The word “hope” used here is an expectation of good that is closely linked with trust. This expectation is also a yearning in which the element of patient waiting is emphasised. This hope is naturally directed to God. It is confidence in God’s protection and help. If hope is fixed on God, it embraces three elements at once—expectation of the future, trust, and patience of waiting. Then,the hope of the whole creation is not in forgetting their present sufferings nor based upon a void and uncertain future. But it is a hope fixed upon God while patiently waiting for God’s protection and restoration. It is a hope for cosmic renewal, hope for glory, and hope of reversal.
The Christian hope rests on the divine act of salvation accomplished in Christ who commenced the end times. In this new era, His approach to creation was sacramental. The whole of creation was, for him, a symbol and a sacrament of the kingdom of God. The lilies of the field, the birds of the air, the sheepfold, the vineyard, the fig tree, the sunshine, the rainfall, the wind, and the stormare symbols and parables of the kingdom of God. Thus, in one sense, these end times were inaugurated with stories of nature and creation which must be continued as such.
Present Mutual Responsibility
Paul, and his letter to the Romans (8:19–22), speak to us in the twenty-first century church. They give us a divine understanding of creation, of hope, and of action. We may imbibe responsible participation of the whole creation as it ‘painfully’ waits upon the Lord. We can deliberately reduce the pain of the creation by understanding our responsibility.
The pain-filled voices of creation express an expectation of redemption from the present chaos. It is the right time for us to bring the cosmic cry to the church, to the public. We tend to hide our face towards environmental issues by claiming that we are waiting for the world yet to come. We imbibe the understanding that this earth is kept for fire. Whatever may be, it is the time to recognise the creation is also a member of this community of end times. The whole creation is a sahayathri (co-traveller) with the people of God who are suffering in this time and age.

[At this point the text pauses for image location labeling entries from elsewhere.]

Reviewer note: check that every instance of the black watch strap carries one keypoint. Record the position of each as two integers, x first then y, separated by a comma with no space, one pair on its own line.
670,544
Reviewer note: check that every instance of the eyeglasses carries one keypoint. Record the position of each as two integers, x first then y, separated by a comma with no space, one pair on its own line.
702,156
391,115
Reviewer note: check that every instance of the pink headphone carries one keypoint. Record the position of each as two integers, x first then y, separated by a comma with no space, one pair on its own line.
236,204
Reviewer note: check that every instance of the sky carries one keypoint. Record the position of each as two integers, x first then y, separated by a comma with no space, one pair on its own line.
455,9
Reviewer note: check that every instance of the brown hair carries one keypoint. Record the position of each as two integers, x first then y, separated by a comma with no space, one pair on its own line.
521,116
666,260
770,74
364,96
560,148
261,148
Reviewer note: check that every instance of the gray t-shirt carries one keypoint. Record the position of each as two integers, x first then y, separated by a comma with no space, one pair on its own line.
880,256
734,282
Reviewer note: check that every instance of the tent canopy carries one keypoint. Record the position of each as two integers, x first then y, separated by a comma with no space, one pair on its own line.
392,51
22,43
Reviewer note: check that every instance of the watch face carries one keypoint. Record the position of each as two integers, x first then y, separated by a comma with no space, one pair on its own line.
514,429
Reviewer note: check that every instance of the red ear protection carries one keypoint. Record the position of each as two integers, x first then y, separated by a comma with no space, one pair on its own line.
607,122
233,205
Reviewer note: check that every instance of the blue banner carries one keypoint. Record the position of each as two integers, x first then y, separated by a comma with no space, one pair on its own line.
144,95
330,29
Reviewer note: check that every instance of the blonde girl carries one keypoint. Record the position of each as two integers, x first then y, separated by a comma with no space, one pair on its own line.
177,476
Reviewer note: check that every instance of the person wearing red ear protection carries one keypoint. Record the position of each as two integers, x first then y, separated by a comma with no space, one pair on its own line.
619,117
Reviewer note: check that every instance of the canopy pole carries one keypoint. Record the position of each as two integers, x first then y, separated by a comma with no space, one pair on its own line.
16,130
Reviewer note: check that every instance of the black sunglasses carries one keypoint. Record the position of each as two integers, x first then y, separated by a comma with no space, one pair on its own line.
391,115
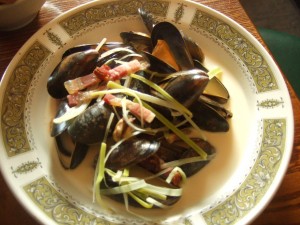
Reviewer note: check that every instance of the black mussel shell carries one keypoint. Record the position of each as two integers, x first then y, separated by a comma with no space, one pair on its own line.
139,41
89,127
131,152
207,118
70,158
172,36
57,129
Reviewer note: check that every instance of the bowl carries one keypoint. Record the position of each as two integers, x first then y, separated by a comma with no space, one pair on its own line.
18,14
251,158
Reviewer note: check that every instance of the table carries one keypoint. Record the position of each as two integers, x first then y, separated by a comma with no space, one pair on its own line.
285,206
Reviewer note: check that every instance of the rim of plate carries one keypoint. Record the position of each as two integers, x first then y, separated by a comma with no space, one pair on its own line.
254,212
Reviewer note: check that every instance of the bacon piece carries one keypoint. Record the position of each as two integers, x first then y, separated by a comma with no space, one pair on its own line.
106,73
81,83
133,107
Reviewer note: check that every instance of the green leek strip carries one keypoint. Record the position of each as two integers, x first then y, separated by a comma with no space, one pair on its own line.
165,94
100,172
152,193
215,72
178,132
181,162
72,112
156,203
181,108
140,201
100,169
124,188
117,88
175,192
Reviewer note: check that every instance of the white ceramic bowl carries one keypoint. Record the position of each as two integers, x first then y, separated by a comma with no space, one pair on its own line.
18,14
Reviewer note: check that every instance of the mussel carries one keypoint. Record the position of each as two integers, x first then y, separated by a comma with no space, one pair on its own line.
132,152
71,67
187,86
89,127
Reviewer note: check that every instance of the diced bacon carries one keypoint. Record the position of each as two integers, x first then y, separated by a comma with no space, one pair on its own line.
135,108
102,72
73,100
112,100
81,83
106,73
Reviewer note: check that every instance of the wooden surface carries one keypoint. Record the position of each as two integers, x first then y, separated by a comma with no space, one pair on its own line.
285,206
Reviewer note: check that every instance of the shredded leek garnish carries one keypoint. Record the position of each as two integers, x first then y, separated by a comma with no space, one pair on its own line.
165,94
179,107
178,132
72,112
125,188
117,88
100,168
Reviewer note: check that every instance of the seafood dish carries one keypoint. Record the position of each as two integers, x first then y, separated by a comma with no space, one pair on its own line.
145,101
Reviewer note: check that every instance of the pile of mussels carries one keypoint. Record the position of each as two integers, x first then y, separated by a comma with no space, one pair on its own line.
165,59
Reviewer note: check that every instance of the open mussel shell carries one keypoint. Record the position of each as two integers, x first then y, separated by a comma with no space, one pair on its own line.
131,152
73,66
207,118
89,127
171,35
187,86
216,90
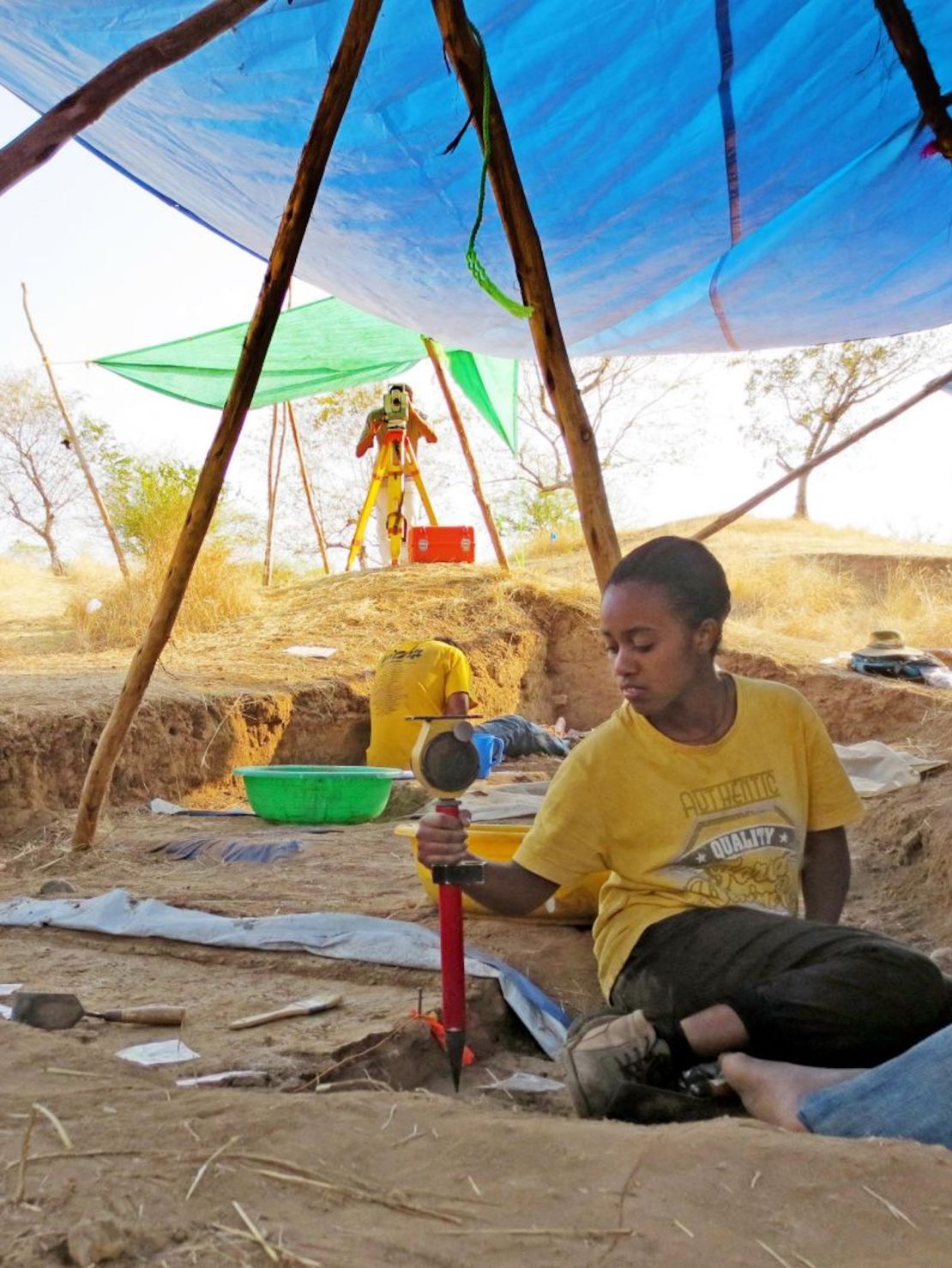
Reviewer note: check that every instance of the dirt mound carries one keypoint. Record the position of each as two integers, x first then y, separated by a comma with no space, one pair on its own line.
384,1166
238,699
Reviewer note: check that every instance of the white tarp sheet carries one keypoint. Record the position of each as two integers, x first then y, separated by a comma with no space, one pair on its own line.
334,935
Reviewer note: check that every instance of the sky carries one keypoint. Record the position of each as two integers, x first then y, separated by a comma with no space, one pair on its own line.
109,268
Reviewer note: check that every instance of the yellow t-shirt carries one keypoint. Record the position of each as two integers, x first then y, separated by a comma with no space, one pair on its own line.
681,825
413,679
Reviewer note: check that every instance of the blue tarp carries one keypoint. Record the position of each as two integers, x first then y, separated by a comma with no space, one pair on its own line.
702,174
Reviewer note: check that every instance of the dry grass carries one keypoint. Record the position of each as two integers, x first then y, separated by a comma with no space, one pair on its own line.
220,592
801,591
810,599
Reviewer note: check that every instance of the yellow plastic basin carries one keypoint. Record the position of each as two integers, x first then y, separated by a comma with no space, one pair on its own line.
497,842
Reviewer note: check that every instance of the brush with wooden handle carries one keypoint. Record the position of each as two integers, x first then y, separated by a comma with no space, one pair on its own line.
299,1008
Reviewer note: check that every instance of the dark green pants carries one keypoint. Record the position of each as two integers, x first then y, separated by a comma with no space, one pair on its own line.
810,993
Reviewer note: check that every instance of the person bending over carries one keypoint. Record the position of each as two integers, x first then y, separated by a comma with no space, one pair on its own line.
715,801
429,677
432,677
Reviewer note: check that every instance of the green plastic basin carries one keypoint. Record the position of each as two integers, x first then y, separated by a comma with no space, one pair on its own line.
318,794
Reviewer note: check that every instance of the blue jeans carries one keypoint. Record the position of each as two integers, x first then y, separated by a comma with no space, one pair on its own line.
908,1098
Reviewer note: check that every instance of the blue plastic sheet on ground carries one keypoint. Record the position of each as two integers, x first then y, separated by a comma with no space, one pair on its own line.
231,851
704,175
334,935
521,737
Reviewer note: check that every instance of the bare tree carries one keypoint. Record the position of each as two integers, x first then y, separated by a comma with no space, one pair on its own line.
801,398
39,474
626,398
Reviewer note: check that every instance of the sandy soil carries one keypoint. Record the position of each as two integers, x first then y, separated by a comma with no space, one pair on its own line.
352,1148
386,1166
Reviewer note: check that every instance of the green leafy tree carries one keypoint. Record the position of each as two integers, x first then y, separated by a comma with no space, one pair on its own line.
808,398
148,500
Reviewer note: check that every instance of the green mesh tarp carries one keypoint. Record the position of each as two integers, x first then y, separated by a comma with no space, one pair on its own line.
316,349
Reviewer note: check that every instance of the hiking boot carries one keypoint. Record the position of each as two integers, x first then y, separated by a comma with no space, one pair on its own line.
610,1054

Being human, we need to take responsibility to help the creation. We should not continue trampling over nature; rather, let our spirituality be in touch with nature. Let the church gather under the trees in the fresh air and with fellow creatures of the air, land, and waters. Let our preaching not hinder the flow of the gentle breeze. Let our service also extend to nature. Let us hold our hands together in planting greenery. As a redeemed community, our deeds should not harm the fellow traveller (the creation) before the culmination of redemption.
Let me conclude my short reflection with a poem, Biribi wo soro (there is something in the heavens), by an African Christian writer, Mercy Amba Oduyoye.
The whole body is sick, from top to toe
The whole people groan
And so does the earth
The heavens scream out against pollution
And so God weeps
We know it
There is something in the heavens
God, let it reach us
It is our prayer, O Lord, to give us a heart for hearing the agony of the tiny things on the earth. May we also have vision for the sustainability and preservation of the whole creation as you do. Finally, let us, with the whole creation, long for your coming!!!